The Supreme Court voted 6-3 on May 5 to immediately finalize its April 29 decision in *Callais v. Louisiana*, bypassing the standard 25-day waiting period that ordinarily delays a ruling's effective date [1]. The order gives Louisiana authority to begin redrawing its congressional map at once, before the 2026 midterm elections [1]. The underlying April 29 ruling had struck down Louisiana's second majority-Black congressional district as an unconstitutional racial gerrymander [1].
The dispute arose from Louisiana's 2022 redistricting cycle, during which the state drew a second district with a Black majority after a separate federal court order required a remedial map to comply with the Voting Rights Act. The *Callais* litigation challenged that second district as itself a racial classification unsupported by constitutional necessity. The Supreme Court's April 29 merits ruling sided with the challengers, and the May 5 order on immediate finalization resolved a follow-on procedural question: whether the mandate would issue at once or after the customary delay [1].
The significance of the May 5 order is its timing. A routine mandate schedule would have carried the effective date past critical filing deadlines for the 2026 congressional primaries, leaving Louisiana's current, court-invalidated map in place for another election cycle. By expediting finalization, the Court placed the Louisiana Legislature under immediate obligation to produce a new map, one that may revert to a single majority-Black district configuration [1]. The practical consequence is that a seat held under the remedial map could be redrawn into a majority-white district before voters cast ballots in November.
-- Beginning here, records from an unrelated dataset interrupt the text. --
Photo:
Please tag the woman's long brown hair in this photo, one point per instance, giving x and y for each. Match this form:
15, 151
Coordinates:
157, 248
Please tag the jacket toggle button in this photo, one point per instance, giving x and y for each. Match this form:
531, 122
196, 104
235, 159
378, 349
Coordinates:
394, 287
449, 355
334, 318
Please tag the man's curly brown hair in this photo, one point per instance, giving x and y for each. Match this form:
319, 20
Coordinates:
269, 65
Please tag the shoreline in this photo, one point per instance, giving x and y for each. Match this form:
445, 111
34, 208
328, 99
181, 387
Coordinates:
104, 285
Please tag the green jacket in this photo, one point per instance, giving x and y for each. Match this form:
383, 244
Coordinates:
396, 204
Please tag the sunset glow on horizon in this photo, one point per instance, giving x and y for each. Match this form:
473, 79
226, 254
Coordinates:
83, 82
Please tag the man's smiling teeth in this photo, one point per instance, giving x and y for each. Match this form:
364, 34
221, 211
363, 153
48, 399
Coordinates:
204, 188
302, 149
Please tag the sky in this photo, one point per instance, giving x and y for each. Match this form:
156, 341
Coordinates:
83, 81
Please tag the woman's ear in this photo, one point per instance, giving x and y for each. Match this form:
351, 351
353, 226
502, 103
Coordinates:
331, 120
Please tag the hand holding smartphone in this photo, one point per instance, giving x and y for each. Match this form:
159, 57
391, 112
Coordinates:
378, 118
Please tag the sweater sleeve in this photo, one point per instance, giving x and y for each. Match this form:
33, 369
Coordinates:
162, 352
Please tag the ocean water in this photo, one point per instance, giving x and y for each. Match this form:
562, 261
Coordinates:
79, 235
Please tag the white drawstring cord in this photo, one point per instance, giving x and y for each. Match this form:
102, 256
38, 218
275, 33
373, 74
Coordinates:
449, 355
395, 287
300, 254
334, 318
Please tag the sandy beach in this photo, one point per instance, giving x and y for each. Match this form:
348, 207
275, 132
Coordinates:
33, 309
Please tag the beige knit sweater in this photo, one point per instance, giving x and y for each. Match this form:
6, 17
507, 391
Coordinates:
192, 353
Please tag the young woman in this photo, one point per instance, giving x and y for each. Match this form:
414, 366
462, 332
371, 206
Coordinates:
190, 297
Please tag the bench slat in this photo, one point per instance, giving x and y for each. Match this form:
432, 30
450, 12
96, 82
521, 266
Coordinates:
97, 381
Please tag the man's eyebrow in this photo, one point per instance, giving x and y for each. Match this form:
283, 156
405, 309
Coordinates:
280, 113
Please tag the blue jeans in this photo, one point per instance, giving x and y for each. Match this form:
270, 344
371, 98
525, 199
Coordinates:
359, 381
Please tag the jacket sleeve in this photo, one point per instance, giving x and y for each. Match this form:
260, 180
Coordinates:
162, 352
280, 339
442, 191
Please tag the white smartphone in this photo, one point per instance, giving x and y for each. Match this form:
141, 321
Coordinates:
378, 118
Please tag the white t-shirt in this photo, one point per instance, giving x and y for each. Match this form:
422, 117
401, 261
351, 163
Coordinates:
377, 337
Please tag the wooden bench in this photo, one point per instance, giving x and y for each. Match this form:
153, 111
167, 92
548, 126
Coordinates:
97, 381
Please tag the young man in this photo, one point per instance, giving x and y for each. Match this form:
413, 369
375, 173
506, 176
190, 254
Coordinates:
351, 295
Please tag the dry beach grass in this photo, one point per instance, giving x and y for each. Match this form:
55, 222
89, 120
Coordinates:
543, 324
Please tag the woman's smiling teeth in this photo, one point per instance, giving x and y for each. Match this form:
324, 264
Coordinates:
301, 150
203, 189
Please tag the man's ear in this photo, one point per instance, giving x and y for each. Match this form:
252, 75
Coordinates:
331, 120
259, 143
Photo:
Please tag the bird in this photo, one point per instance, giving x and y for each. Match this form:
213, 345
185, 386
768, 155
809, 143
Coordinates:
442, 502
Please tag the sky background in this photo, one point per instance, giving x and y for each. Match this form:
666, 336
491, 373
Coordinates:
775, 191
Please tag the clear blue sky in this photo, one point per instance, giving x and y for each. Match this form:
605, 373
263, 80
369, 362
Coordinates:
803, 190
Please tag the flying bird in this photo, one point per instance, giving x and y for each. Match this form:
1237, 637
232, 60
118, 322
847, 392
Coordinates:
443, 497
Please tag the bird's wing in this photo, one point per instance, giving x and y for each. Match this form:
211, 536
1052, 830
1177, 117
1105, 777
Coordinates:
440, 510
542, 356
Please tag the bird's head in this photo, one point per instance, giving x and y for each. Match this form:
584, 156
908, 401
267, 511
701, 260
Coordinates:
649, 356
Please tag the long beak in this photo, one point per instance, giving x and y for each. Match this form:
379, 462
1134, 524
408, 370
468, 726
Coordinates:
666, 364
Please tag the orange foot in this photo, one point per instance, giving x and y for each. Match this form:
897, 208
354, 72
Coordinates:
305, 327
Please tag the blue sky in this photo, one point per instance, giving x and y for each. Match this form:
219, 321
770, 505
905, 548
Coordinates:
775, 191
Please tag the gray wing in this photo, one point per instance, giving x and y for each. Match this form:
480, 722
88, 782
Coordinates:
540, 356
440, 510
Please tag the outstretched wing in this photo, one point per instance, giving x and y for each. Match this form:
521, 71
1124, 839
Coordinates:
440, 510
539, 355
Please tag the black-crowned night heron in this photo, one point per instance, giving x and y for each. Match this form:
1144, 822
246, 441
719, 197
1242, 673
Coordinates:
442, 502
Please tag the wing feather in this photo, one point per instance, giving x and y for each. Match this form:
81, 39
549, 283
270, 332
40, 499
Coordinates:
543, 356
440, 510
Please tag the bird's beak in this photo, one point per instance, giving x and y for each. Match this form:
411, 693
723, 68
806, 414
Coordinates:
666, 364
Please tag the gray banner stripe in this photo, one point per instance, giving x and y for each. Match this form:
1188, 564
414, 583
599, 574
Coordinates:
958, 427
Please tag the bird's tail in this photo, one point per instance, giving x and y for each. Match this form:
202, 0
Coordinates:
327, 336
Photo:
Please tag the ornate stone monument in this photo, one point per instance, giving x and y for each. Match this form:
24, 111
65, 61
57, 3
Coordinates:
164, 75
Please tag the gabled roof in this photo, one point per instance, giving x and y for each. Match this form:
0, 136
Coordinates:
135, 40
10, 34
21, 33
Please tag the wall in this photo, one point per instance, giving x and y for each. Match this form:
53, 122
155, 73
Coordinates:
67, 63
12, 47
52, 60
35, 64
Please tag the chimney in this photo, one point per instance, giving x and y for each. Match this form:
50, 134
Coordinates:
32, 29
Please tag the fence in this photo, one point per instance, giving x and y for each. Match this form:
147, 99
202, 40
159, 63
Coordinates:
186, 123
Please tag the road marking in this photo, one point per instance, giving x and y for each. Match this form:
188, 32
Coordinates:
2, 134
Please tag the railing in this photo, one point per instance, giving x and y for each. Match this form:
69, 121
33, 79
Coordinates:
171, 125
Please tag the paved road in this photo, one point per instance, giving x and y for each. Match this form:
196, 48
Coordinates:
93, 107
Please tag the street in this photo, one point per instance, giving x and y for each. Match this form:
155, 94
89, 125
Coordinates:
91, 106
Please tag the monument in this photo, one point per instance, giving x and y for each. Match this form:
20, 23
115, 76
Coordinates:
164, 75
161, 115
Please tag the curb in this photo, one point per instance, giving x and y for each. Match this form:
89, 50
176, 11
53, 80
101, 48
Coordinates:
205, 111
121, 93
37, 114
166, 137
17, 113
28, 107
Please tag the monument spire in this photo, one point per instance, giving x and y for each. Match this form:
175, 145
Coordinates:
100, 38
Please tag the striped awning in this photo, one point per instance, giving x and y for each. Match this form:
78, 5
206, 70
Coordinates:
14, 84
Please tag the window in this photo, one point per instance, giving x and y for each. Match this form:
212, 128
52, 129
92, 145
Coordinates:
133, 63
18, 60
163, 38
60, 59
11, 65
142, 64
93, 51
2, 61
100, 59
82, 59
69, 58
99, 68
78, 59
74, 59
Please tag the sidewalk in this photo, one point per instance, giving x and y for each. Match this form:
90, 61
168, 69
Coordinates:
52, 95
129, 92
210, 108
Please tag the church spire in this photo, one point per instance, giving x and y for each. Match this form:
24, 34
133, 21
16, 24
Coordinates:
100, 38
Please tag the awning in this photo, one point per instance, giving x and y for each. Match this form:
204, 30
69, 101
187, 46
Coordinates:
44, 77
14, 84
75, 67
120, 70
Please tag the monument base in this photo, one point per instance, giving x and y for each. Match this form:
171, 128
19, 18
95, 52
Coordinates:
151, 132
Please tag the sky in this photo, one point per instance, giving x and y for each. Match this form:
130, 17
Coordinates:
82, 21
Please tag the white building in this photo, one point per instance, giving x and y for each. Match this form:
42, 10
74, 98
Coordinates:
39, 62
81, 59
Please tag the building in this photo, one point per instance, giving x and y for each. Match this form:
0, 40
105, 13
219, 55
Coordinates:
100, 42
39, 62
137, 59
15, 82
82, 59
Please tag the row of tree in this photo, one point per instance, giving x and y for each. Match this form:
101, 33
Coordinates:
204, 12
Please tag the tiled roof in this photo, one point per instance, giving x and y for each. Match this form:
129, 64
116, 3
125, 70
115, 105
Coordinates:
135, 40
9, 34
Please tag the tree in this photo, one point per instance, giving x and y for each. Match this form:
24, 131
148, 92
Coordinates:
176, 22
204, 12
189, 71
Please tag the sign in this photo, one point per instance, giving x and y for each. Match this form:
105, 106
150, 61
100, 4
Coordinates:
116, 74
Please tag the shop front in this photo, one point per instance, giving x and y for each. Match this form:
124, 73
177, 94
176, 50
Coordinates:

Justice Ketanji Brown Jackson, the lone recorded dissenter on the May 5 order, wrote that the acceleration carried what she characterized as a pronounced political dimension, arguing the Court's procedural choice was not neutral [1]. Justice Samuel Alito, writing separately in concurrence, responded that Jackson's critique departed from the restraint the Court's role demands [1].
Louisiana Gov. Jeff Landry and the Republican-controlled legislature must now draft a compliant map under a compressed timeline [1]. Any new map will face immediate scrutiny from voting-rights plaintiffs who originally secured the second majority-Black district, and further litigation over the replacement map is widely expected before the 2026 primary calendar begins.